Optimize NEON encoding for high dynamic range blocks
We can improve the encoding performance on Apple silicon configurations with the following enhancements
- Replace the switch with a for loop
- Invert qlp_factors & remove else conditions as branches not taken are returned out
13% - 17% improvement depending on compiler, configuration and .wav
Clang 16 or GCC 13 necessary
| Platform | MBP18,2 | Mac14,12 | AMD Ryzen 9 7900X x 24 |
|---|---|---|---|
| Compiler | GCC 13 ---- Clang 16 | GCC 13 ---- Clang 16 | GNU 13.2.1 |
| Original | 6.554 ---- 6.176 | 5.725 ---- 5.377 | 5.018 |
| Optimized | 5.642 ---- 5.131 | 4.803 ---- 4.672 | 5 |
| Overall | 14% ---- 17% | 16% ---- 13% | 0 |
What kind of audio did you use to get these numbers?
Perhaps somewhat rude, but I am currently not inclined to accept this PR. This change is not covered by fuzzing, provides a modest improvement for a very niche use. So, I feel like the maintenance burden of this addition is not proportional to the gains.
Hi @ktmf01
The optimization is designed to improve high bit rate audio. The test WAVs are detailed below. It's all stereo, 24bps, music files across many genres.

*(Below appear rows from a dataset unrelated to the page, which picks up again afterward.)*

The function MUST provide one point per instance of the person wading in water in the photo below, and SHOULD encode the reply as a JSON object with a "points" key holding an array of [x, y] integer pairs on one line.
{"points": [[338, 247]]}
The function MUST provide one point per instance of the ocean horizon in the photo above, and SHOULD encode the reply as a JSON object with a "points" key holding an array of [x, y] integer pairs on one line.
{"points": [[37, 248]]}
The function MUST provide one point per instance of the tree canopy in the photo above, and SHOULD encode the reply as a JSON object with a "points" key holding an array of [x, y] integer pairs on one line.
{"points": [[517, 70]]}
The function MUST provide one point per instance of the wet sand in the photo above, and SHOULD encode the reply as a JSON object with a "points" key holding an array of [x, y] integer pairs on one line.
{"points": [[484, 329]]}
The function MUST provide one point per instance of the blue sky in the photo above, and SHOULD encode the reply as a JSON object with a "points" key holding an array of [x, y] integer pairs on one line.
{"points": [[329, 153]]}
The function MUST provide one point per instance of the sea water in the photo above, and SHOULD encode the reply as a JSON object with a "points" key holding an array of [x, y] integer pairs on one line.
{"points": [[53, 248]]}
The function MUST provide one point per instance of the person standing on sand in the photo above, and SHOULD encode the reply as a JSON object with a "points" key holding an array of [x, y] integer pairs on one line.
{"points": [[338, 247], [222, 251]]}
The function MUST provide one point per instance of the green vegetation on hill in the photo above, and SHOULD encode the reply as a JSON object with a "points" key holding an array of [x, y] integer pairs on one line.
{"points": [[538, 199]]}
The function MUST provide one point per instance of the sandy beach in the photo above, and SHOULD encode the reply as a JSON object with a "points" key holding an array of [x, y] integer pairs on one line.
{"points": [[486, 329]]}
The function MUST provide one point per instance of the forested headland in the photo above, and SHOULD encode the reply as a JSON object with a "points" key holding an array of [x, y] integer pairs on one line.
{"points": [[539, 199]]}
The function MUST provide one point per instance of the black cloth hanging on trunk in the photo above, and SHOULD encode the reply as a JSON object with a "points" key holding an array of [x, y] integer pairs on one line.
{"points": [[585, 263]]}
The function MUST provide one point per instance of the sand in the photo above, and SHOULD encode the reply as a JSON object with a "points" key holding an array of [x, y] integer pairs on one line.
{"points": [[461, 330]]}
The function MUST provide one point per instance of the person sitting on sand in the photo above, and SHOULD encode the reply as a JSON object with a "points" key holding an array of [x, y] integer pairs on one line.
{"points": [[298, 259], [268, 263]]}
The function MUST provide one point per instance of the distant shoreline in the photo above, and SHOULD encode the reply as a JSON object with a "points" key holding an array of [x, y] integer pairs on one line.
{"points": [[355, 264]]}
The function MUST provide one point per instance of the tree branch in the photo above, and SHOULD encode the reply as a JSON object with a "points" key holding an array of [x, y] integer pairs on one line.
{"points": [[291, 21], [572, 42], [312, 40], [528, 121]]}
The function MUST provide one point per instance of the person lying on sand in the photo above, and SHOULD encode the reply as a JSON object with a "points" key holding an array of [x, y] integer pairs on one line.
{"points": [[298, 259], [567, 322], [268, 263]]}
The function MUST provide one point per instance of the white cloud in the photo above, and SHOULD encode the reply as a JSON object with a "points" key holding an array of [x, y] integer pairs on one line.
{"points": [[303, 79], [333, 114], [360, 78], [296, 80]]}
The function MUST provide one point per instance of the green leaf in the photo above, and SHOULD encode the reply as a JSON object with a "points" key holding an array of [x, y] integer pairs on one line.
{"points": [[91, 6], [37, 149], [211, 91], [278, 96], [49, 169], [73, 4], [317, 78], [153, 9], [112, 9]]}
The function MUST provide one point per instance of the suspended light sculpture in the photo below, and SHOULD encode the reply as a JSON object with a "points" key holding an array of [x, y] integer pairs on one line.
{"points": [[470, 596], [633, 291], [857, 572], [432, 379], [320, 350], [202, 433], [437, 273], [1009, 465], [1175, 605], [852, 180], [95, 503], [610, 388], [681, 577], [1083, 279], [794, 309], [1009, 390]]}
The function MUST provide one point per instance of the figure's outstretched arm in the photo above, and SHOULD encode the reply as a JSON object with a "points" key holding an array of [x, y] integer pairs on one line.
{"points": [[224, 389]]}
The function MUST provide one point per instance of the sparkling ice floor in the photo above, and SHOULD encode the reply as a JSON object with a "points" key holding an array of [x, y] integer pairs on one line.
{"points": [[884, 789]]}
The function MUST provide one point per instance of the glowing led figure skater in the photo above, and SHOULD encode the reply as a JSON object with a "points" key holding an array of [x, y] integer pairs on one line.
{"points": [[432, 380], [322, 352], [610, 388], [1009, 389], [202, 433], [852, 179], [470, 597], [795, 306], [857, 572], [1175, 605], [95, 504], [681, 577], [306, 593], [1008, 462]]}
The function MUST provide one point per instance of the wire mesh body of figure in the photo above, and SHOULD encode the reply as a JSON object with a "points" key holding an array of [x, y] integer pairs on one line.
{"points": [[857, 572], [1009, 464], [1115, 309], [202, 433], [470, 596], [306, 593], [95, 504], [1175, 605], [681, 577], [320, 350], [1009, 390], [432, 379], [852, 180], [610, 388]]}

This table was against macOS 14.4 + 16 inch MBP M2.
| Duration | Sample rate | Base time (s) | Optimized time (s) | Improvement (x times) | |
|---|---|---|---|---|---|
| Sample 1 | 08:47 | 44.1 | 1.843 | 1.685 | 1.09 |
| Sample 2 | 22:35 | 48 | 4.856 | 4.376 | 1.11 |
| Sample 3 | 15:36 | 88.2 | 8.28 | 6.537 | 1.27 |
This change is not covered by fuzzing, provides a modest improvement for a very niche use.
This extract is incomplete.